Чужаки (Мак) - страница 5

Несмотря на то что лорд не любил животных, он наклонился погладить псину. Наверно, сыграли свою роль утро, свежий воздух и ощущение наполненности бытия, которое иногда охватывает даже самых бездушных и черствых из нас. То, что увидел Сайлас, так поразило его, что он в ужасе отпрянул. Все его расчеты, предположения и планы рухнули в один момент.

Наклонившись поближе к вертящейся у ног собачонке, Сайлас Великолепный разглядел светящиеся глаза, потасканную и местами свисающую клочьями искусственную шкуру, сквозь дыры в которой просвечивали металлический каркас и переплетение проводов. Собака была роботом.

Поскальзываясь и падая на жирной грязи двора, Сайлас бросился к загону с коровами. Там он был встречен шестью парами искусственных глаз, расположенных над мерно жующими что-то металлическими челюстями. Бока коров тяжело вздымались, из пастей валил пар. Зачем могли понадобиться эти жуткие имитаторы домашней живности, Сайлас не знал, но одно он теперь знал точно: это не прошлое. Совсем не прошлое.

Он бросился обратно и чуть не сбил с ног аборигена, который, щурясь, выходил из темной хижины.

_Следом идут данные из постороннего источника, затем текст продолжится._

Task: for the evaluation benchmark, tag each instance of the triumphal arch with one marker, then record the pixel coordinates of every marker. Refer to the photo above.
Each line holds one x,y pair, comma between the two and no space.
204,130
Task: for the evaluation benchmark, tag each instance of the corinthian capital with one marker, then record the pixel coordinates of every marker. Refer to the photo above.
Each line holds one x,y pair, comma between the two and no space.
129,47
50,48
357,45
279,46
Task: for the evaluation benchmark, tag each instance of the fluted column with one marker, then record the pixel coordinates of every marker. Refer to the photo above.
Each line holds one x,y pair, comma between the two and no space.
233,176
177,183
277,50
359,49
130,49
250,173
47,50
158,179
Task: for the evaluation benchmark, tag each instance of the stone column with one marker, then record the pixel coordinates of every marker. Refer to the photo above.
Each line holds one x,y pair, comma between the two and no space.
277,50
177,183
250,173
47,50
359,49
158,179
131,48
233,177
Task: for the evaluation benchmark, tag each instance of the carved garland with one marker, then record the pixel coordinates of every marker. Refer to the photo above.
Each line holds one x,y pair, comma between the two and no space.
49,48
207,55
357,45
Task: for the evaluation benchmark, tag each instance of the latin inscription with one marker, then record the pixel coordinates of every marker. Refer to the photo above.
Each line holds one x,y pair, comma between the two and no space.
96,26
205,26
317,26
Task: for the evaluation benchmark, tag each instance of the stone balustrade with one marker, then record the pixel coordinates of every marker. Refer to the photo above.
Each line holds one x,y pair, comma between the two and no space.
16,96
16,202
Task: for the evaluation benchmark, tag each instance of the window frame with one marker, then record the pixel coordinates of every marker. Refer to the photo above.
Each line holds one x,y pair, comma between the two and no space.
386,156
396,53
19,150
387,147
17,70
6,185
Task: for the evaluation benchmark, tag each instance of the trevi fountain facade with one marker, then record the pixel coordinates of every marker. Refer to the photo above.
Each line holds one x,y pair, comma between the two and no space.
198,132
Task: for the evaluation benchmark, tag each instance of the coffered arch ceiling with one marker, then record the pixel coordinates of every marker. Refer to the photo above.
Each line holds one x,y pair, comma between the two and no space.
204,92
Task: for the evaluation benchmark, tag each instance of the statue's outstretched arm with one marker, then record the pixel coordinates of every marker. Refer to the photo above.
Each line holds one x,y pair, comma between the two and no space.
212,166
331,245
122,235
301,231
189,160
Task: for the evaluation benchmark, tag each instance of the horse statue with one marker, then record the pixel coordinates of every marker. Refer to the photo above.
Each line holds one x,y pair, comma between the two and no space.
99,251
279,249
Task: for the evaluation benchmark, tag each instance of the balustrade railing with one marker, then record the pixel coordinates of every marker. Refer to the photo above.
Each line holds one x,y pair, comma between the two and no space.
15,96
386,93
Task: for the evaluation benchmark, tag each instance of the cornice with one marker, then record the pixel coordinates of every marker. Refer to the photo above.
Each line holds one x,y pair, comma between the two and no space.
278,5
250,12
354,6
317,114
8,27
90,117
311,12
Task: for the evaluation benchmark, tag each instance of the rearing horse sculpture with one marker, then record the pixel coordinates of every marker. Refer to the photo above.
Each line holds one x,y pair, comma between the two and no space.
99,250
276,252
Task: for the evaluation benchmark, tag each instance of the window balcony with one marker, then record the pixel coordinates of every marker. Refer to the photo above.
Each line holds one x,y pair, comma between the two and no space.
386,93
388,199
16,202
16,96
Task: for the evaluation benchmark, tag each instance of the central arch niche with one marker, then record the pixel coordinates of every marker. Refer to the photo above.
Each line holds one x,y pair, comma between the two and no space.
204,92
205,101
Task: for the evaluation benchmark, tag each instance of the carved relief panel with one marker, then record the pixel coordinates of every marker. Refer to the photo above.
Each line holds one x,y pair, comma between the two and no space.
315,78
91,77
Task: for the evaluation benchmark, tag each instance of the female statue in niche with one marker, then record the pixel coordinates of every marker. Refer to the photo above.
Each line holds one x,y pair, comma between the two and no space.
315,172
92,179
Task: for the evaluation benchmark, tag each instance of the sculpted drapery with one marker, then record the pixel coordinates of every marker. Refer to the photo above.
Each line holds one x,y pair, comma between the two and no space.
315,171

— Какое это время?! Говори, придурок! Где я, когда я?! — кричал Сайлас, изо всех сил тряся ничего не понимающего крестьянина.

— Ы! — ответил тот, и Сайлас со сноровкой, наработанной долгими годами практики, несмотря на только одну действующую руку, ударил его по лицу.

— Говори, дрянь, — рычал, брызгая слюной, он, готовясь нанести новый удар.

Неожиданная боль пронзила ногу Сайласа — челюсти собаки-робота сомкнулись на его лодыжке.

— А-а-а! — заорал, шалея от боли, лорд, отшвыривая аборигена и пытаясь отцепить от себя металлическую тварь. Когда ему это удалось, он со всех сил швырнул псевдособаку о ближайший камень. Горящие глаза потухли, и псина кучкой ненужного металлолома упала на землю. Абориген взвыл и бросился к ней, не обращая внимания на Сайласа. Тот стремительно вбежал в хижину, схватил свой Челнок, который лежал на самом видном и почетном месте, и выскочил во двор. Уже удаляясь прочь от хижины по узкой, утоптанной среди сугробов тропинке, Сайлас Великолепный обернулся. На желтом среди белых снегов дворе виднелась фигурка аборигена, который горестно раскачивался над своей мертвой собачкой, и слезы, катясь из его глаз, застревали в лохматой бороде и сверкали на солнце.

От бесконечной белизны снегов болели и слезились глаза. Он размотал больную руку, надеясь, что под повязкой только ушиб, а не перелом. Солнце стремилось к закату, а Сайлас Великолепный чувствовал себя так, как будто его пропустили через молотилку. Усталость, голод и боль почти доконали бравого лорда. Только злость и фантастическая живучесть вели его вперед. Как это часто, но не всегда, бывает, упорство было вознаграждено. «Доберусь до вершины следующего холма и буду рыть нору для ночлега», — решил Сайлас.